Amongst the most perplexing are supermassive black holes, millions to billions of times the mass of our Sun. Since black holes form from the cores of massive dead individual stars, how do supermassive behemoths grow so danged huge? A new discovery could help us find some much-sought answers.
In a tiny dwarf galaxy 110 million light-years away, astronomers have just found one of the smallest supermassive black holes ever seen. The 'monster' at the heart of galaxy Mrk 462 is just 200,000 times the mass of the Sun.
The findings were presented at the virtual 239th meeting of the American Astronomical Society.
"This black hole in Mrk 462 is among the smallest of the supermassive, or monster, black holes," said astronomer Jack Parker of Dartmouth College. "Black holes like this are notoriously hard to find."

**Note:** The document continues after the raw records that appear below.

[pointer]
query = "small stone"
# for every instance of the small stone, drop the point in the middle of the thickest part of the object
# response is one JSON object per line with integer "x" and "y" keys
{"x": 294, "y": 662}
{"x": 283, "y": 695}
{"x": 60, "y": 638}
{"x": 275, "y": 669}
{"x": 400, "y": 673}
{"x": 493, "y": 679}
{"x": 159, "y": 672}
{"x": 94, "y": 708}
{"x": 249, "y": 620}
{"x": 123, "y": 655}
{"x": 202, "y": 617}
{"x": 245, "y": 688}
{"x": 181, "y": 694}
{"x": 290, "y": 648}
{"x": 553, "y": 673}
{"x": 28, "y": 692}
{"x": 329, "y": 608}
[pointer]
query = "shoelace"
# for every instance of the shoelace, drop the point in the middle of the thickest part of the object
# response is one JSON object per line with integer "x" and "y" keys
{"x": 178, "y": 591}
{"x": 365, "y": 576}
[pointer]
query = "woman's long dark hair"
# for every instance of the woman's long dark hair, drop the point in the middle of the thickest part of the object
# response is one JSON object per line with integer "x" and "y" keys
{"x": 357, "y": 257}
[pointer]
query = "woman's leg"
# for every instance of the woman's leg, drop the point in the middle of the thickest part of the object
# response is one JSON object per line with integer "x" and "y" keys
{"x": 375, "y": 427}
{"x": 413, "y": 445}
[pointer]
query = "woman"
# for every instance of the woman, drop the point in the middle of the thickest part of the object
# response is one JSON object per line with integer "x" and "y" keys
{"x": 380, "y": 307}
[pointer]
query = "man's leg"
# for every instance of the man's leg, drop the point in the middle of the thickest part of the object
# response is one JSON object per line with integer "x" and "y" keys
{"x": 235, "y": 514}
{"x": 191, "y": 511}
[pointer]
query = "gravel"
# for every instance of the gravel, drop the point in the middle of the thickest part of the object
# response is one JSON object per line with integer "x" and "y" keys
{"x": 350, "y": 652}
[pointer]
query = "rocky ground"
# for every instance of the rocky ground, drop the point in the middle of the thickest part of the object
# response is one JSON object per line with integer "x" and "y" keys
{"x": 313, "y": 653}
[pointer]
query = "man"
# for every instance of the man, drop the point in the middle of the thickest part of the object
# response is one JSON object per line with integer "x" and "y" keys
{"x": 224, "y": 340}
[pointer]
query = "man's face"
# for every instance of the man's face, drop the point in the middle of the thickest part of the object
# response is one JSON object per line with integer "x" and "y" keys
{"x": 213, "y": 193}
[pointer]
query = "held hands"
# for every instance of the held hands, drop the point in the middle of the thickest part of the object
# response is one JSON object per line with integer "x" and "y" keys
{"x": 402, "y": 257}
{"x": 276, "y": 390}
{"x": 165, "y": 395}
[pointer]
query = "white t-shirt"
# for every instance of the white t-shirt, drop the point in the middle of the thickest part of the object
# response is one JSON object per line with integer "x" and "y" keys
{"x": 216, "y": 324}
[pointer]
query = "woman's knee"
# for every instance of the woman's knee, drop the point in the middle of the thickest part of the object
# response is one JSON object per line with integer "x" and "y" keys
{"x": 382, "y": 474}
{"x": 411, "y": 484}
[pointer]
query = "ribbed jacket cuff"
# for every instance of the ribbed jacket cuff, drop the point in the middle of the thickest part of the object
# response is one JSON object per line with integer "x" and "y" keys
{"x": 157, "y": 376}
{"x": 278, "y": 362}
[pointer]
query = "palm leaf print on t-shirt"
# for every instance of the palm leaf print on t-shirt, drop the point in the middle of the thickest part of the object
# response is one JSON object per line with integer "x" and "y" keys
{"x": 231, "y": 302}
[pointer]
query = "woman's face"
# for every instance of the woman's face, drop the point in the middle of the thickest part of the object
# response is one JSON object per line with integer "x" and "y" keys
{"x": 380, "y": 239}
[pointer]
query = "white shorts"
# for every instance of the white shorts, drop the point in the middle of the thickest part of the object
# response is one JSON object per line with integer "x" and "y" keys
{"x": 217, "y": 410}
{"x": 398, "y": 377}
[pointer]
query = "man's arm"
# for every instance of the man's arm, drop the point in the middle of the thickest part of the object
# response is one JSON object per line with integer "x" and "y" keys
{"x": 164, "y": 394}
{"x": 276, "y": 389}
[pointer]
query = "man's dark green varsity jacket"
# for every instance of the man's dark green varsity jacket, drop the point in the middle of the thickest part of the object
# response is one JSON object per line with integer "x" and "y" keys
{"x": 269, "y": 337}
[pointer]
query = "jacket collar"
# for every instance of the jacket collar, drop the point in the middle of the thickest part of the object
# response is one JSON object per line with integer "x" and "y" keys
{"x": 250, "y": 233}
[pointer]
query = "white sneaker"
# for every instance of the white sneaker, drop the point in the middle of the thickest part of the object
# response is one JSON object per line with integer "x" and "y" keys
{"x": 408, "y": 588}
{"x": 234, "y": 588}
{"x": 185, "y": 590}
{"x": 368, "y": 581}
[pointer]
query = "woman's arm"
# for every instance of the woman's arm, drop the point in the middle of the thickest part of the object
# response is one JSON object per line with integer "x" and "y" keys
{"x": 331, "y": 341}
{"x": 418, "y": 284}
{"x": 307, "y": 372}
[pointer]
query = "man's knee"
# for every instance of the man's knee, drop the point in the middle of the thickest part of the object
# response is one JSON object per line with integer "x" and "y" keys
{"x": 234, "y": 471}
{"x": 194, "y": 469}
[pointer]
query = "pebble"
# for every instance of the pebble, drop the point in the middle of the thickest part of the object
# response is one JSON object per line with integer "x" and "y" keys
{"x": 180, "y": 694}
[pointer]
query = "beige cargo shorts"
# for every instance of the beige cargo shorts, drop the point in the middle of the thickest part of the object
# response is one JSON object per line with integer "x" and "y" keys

Its discovery suggests that supermassive black holes – some of them, at least – grow from stellar-mass seeds less than 100 times the mass of the Sun, rather than forming already large and growing larger.

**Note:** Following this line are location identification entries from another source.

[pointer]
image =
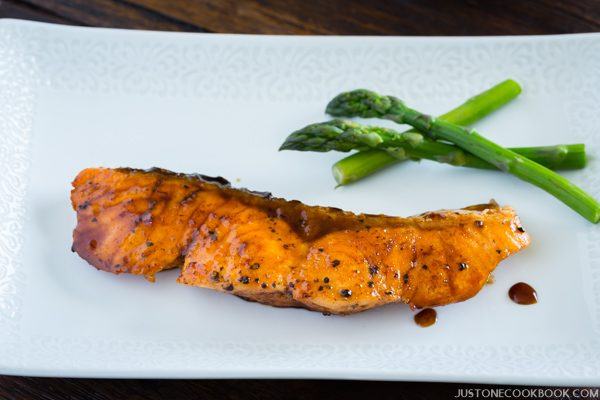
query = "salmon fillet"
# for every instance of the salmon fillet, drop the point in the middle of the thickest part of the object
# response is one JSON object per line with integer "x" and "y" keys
{"x": 285, "y": 253}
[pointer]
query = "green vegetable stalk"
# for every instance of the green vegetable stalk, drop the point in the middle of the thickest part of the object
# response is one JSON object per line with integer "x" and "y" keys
{"x": 365, "y": 163}
{"x": 367, "y": 104}
{"x": 344, "y": 135}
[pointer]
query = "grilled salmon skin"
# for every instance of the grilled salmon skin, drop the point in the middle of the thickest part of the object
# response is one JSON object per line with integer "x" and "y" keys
{"x": 285, "y": 253}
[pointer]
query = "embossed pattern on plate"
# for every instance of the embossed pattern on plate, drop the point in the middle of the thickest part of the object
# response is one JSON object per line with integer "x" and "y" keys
{"x": 220, "y": 104}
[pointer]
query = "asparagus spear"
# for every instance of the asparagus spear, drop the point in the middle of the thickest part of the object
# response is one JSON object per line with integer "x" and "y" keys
{"x": 364, "y": 163}
{"x": 367, "y": 104}
{"x": 344, "y": 135}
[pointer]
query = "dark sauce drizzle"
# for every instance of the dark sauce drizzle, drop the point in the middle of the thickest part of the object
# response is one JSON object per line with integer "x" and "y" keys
{"x": 426, "y": 317}
{"x": 522, "y": 293}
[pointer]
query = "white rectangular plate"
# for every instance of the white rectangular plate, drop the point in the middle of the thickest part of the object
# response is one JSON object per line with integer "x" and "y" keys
{"x": 72, "y": 98}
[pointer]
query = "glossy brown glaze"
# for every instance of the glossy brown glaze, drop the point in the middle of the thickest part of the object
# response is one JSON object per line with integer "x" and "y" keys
{"x": 285, "y": 253}
{"x": 522, "y": 293}
{"x": 426, "y": 317}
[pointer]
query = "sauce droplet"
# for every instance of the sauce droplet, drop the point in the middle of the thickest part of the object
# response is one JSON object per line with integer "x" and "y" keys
{"x": 426, "y": 317}
{"x": 522, "y": 293}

One of the thorns that has lodged firmly in the side of the stellar-mass model is the discovery of many supermassive black holes in the early Universe. It's hard to reconcile the growth of a tiny seed of a stellar core to a gargantuan supermassive black hole in the short timeframe in which these objects appeared after the Big Bang.
Another possibility is that, in the early Universe, huge, dense clouds of gas and dust directly collapsed down into larger black holes tens of thousands of times the mass of the Sun, creating a larger starting point from which supermassive black holes can grow.

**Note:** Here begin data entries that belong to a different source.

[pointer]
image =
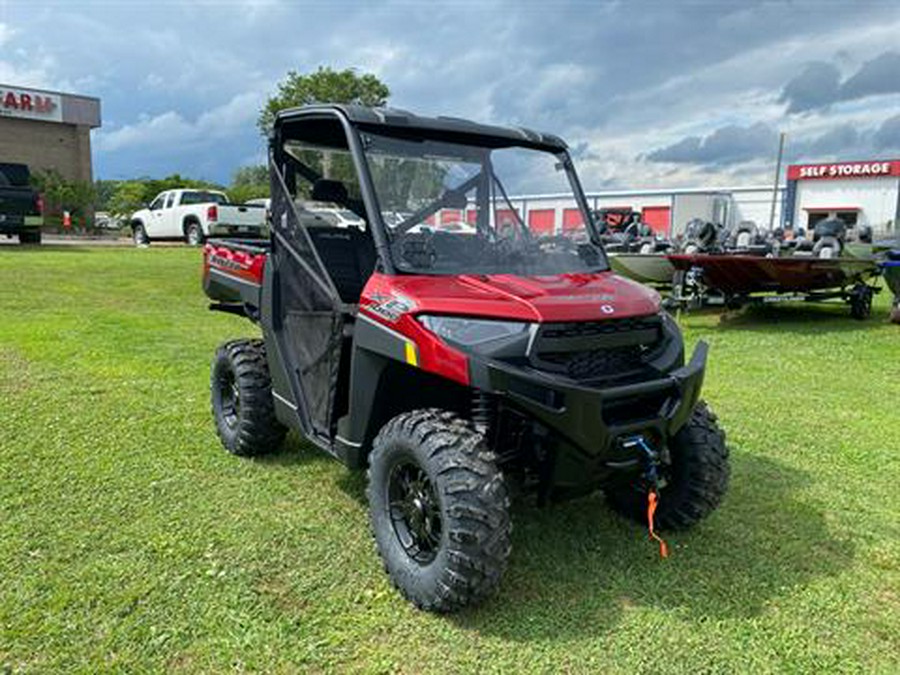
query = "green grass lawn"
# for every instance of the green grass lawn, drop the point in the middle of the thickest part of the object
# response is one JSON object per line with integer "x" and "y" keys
{"x": 130, "y": 541}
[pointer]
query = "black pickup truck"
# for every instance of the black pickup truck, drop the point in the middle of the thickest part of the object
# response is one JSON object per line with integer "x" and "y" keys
{"x": 20, "y": 204}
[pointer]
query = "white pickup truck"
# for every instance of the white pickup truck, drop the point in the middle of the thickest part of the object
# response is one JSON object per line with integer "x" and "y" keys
{"x": 194, "y": 215}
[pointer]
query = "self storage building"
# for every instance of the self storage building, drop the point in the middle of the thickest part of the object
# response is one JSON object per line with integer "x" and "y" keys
{"x": 48, "y": 130}
{"x": 860, "y": 193}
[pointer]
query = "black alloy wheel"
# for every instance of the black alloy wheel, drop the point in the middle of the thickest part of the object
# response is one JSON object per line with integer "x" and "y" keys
{"x": 415, "y": 511}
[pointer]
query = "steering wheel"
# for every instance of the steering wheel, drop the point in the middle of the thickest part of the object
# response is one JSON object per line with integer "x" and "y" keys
{"x": 556, "y": 242}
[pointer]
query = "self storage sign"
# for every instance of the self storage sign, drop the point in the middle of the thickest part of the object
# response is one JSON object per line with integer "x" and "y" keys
{"x": 30, "y": 104}
{"x": 874, "y": 169}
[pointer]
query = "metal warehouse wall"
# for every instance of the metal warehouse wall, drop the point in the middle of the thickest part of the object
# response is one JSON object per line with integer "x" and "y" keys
{"x": 47, "y": 145}
{"x": 876, "y": 197}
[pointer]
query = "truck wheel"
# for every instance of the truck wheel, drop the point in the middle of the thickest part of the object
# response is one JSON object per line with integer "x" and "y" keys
{"x": 439, "y": 510}
{"x": 30, "y": 237}
{"x": 242, "y": 403}
{"x": 193, "y": 235}
{"x": 139, "y": 235}
{"x": 695, "y": 482}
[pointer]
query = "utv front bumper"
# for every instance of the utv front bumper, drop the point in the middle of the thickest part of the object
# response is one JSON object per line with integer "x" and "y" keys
{"x": 593, "y": 422}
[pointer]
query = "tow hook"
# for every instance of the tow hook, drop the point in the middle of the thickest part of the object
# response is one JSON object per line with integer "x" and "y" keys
{"x": 650, "y": 460}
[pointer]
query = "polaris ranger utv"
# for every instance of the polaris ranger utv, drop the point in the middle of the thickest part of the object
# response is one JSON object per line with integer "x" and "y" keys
{"x": 449, "y": 348}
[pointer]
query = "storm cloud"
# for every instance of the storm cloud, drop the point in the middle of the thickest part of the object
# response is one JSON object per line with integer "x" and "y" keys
{"x": 728, "y": 145}
{"x": 815, "y": 87}
{"x": 181, "y": 85}
{"x": 819, "y": 84}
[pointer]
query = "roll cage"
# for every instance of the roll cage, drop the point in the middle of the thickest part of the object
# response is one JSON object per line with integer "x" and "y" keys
{"x": 342, "y": 127}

And this gives us a method to tease out the likelihoods of each scenario, because the direct collapse model is a rare process. This means we could expect relatively few dwarf galaxies to contain supermassive black holes, compared to the stellar seed model.
There's a catch, though. It's really hard to see core black holes in dwarf galaxies. In larger galaxies, astronomers can use the orbit of the stars in the center to infer the central black hole, but dwarf galaxies are too small and dim for this.
The other method is to look for extremely bright, high-energy radiation, such as X-rays. This suggests a black hole that is actively accreting material, heating it to such insane temperatures that it blasts out high-energy light.
The researchers did exactly this, using the Chandra X-ray observatory to study eight dwarf galaxies that optical data suggested might be harboring an active supermassive black hole. Only Mrk 462 showed the X-ray signature of a feeding supermassive black hole, with a mass around 200,000 times that of the Sun.
But there was something peculiar, too. The ratio of high-energy X-rays to low-energy X-rays suggested that the black hole was heavily obscured, or "buried", by a thick cloud of dust.
This could tip the scales towards the stellar seed scenario.
"Because buried black holes are even harder to detect than exposed ones, finding this example might mean there are a lot more dwarf galaxies out there with similar black holes," said astronomer Ryan Hickox of Dartmouth College.
Recent studies suggest that this might be the case. In the last few years, astronomers have been finding elusive, middleweight black holes in dwarf galaxies and the remnants of dwarf galaxies. These could also support the idea that supermassive black holes might be able to grow rather rapidly from stellar-mass seeds.
As our technology and techniques improve, perhaps we can expect to find more black hole baby chonks that had previously eluded detection.
"We can't make strong conclusions from one example, but this result should encourage much more extensive searches for buried black holes in dwarf galaxies," Parker said. "We're excited about what we might learn."
The research was presented virtually at the 239th meeting of the American Astronomical Society.